Integrating HDP Compute Frameworks with Alluxio

Slack Docker Pulls

This guide describes how to configure Hortonworks Data Platform (HDP) compute frameworks with Alluxio.

Prerequisites

You should already have Hortonworks Data Platform installed. HDP 3.1 has been tested and Ambari is used for the instructions in the rest of this document.

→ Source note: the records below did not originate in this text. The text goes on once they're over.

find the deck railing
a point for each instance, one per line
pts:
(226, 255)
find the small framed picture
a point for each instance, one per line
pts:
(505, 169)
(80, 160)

It is also assumed that Alluxio has been installed on the cluster.

Running HDP MapReduce

To run HDP MapReduce applications with Alluxio, some additional configuration is required.

Configuring core-site.xml

You need to add the following properties to core-site.xml. The ZooKeeper properties are only required for a cluster using HA mode. Similarly, embedded journal properties are only required for an HA cluster using Embedded Journal.

<property>
  <name>fs.alluxio.impl</name>
  <value>alluxio.hadoop.FileSystem</value>
</property>
<property>
  <name>alluxio.zookeeper.enabled</name>
  <value>true</value>
</property>
<property>
  <name>alluxio.zookeeper.address</name>
  <value>zknode1:2181,zknode2:2181,zknode3:2181</value>
</property>
<property>
  <name>alluxio.master.embedded.journal.addresses</name>
  <value>alluxiomaster1:19200,alluxiomaster2:19200,alluxiomaster3:19200</value>
</property>

You can add configuration properties to core-site.xml file with Ambari. In the “HDFS” section of Ambari, the “Advanced” tab of the “Configs” tab has the “Custom core-site” section. In this section, click on the “Add Property” link to add these new configuration properties.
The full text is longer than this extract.